Don’t Look Like an Idiot: Why You Should Fact Check

Don’t Look Like an Idiot: Why You Should Fact Check

* This is the first of a two-part series on fact checking.

Imagine you’re attending a seminar with the intention of enriching yourself, expanding your knowledge base, or at the very least, picking up a fact or two. Let’s say it’s a TED Talk you’ve been earnestly waiting for, by one of the most respected and most influential personalities in your given industry. Exciting, no? What could ever go wrong?

So you attend the talk, you take down notes, and you make it your life goal to apply all the fascinating and life-enriching things you’ve learned from this successful speaker (who, incidentally, is now your hero). With confidence, you face the work week, only to find out later that everything that the speaker said was false. Okay, not a blatant lie per se, but not completely accurate either. You question the universe; has your entire life been a lie?

fact checking

So you like to write…

If you’re reading this, then you are obviously in the business of creating content; online copy to be specific. You are a writer, providing either on-page or off-page content to paying clients. As such, it’s quite natural to share facts and trivia with your readers and even tell them what to do and how to do things, all in the form of tips, hacks, or whatnot.

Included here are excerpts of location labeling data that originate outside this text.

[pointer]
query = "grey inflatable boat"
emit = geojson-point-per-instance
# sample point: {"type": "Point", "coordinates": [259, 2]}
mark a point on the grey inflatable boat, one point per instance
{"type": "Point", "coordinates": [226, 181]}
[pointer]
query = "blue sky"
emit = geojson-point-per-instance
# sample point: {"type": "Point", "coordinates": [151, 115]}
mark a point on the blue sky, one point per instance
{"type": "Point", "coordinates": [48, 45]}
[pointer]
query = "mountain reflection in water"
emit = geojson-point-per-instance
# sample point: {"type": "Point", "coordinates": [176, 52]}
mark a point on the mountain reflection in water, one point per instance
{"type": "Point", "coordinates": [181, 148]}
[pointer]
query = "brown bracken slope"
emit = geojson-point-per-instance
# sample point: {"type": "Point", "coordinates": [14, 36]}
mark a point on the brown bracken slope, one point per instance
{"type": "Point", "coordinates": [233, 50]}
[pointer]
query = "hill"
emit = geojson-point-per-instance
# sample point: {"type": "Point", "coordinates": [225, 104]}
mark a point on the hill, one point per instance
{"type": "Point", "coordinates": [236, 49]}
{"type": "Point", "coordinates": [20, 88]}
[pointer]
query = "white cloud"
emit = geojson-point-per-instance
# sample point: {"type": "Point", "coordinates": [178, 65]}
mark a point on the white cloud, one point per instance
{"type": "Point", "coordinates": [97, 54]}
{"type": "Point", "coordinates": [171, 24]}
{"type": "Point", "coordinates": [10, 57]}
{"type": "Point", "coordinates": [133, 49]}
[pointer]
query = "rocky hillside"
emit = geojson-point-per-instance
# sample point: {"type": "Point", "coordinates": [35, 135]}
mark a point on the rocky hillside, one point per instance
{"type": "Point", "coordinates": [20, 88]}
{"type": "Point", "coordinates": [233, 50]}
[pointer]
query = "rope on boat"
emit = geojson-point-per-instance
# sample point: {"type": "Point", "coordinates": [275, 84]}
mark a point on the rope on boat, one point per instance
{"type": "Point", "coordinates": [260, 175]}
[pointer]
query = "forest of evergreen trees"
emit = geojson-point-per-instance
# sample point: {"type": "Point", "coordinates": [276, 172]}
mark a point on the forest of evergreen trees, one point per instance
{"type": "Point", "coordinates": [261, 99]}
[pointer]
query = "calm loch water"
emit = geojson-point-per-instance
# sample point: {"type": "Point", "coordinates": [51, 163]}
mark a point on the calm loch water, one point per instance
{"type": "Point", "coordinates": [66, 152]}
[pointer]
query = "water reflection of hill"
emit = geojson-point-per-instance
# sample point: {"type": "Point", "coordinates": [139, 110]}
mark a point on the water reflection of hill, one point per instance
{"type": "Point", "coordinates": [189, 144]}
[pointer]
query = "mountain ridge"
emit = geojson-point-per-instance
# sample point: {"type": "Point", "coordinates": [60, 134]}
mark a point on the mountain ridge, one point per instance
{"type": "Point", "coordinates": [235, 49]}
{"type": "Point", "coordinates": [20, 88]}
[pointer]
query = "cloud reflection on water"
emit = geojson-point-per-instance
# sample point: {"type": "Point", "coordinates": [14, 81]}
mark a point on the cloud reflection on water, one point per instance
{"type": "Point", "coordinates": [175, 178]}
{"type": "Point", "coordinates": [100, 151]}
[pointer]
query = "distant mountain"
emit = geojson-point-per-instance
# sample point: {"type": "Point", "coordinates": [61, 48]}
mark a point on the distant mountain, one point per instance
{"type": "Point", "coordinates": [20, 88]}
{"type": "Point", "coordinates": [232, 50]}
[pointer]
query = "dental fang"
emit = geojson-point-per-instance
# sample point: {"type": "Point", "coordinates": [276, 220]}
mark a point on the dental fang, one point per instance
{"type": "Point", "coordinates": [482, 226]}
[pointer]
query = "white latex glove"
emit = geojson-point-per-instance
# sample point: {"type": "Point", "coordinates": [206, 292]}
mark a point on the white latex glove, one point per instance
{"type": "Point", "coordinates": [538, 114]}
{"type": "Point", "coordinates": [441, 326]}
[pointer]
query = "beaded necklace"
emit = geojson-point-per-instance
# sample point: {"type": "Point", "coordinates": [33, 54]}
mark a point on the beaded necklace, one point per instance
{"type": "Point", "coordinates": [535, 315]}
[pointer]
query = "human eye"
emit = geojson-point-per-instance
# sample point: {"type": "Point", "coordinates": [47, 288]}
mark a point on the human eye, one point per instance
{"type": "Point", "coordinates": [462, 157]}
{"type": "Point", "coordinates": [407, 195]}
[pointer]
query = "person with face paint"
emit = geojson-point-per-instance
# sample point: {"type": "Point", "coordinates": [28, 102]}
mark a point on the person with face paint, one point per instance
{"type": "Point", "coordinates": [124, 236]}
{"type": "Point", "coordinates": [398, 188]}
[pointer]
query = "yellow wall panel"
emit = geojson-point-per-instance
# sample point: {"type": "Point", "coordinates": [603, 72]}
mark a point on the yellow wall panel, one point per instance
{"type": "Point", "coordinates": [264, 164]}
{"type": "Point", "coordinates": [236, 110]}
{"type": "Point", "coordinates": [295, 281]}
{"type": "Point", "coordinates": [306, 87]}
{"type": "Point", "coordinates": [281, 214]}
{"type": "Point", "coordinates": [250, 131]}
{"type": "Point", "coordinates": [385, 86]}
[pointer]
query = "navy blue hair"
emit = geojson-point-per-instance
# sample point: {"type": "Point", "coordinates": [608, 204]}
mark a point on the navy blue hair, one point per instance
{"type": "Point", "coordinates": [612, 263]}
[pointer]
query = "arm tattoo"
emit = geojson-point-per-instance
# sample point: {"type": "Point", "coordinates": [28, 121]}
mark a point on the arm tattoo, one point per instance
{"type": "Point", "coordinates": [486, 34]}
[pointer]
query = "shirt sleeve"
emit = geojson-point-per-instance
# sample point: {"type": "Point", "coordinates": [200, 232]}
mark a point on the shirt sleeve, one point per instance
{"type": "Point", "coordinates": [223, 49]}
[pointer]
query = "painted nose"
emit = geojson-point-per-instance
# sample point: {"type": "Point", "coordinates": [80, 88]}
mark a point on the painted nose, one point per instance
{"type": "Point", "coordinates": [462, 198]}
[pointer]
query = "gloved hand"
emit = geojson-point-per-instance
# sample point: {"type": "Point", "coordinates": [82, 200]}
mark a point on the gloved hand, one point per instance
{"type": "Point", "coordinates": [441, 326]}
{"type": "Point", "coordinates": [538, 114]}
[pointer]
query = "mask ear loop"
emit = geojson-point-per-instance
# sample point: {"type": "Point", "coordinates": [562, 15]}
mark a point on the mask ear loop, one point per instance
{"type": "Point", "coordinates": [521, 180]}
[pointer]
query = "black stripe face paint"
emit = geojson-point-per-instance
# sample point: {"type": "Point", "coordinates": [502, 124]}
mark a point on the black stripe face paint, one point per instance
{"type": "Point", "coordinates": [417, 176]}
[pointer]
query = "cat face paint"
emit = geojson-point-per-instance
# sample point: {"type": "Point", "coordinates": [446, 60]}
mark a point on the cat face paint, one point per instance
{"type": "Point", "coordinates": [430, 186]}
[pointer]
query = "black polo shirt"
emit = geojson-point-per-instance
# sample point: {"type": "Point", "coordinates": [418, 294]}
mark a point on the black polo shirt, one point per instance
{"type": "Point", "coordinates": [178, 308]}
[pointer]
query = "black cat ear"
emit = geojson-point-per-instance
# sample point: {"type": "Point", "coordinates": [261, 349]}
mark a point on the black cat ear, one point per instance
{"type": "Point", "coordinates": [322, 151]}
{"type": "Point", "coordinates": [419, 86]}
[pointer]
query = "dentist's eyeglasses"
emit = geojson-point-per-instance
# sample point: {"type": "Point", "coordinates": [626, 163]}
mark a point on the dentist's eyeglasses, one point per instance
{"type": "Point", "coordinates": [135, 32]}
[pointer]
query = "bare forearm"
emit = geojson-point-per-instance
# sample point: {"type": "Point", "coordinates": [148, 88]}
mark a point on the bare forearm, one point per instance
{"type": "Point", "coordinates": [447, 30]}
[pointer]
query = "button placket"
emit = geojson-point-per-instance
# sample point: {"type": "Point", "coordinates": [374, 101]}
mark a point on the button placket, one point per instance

As a writer and content provider, you are the TED Talk speaker in the above scenario, sharing information with your audience, your readers. To make sure that your readers don’t end up having existential dilemmas because of the inaccurate information you shared with them, it’s imperative that you check your facts before you put them out there.

Don’t look like an idiot.

Okay, so maybe it’s not that big of a deal (and it’s quite unlikely anyway) that people question their beliefs because of an article you wrote and published without first being sure of its accuracy. But it should be because if anything, publishing such articles only makes you look like an idiot. Other than that, here are other reasons that fact checking your work is important.

  1. Your reputation is on the line. This is redundant, really, because how much clearer can “don’t look like an idiot” get. All it takes is a Google search of a detail-oriented reader to verify your facts, and if it turns out that you’re wrong, your entire message is overshadowed by a mistake.
  2. Mistakes tend to snowball. Once you’ve published anything online, it’s out there forever. Regardless of revising it or even deleting it, there’s a good chance that someone’s already seen it in its original form. That person could easily share the info they got from you in their own circles, proliferating wrong information. Your mistake can snowball.
  3. You represent your client. Aside from having to guard your own reputation, as a writer, it’s your responsibility to protect your clients’ brand, and even represent it in a positive way. Each wrong bit of information you put out there on behalf of your client is a blotch that tarnishes their reputation.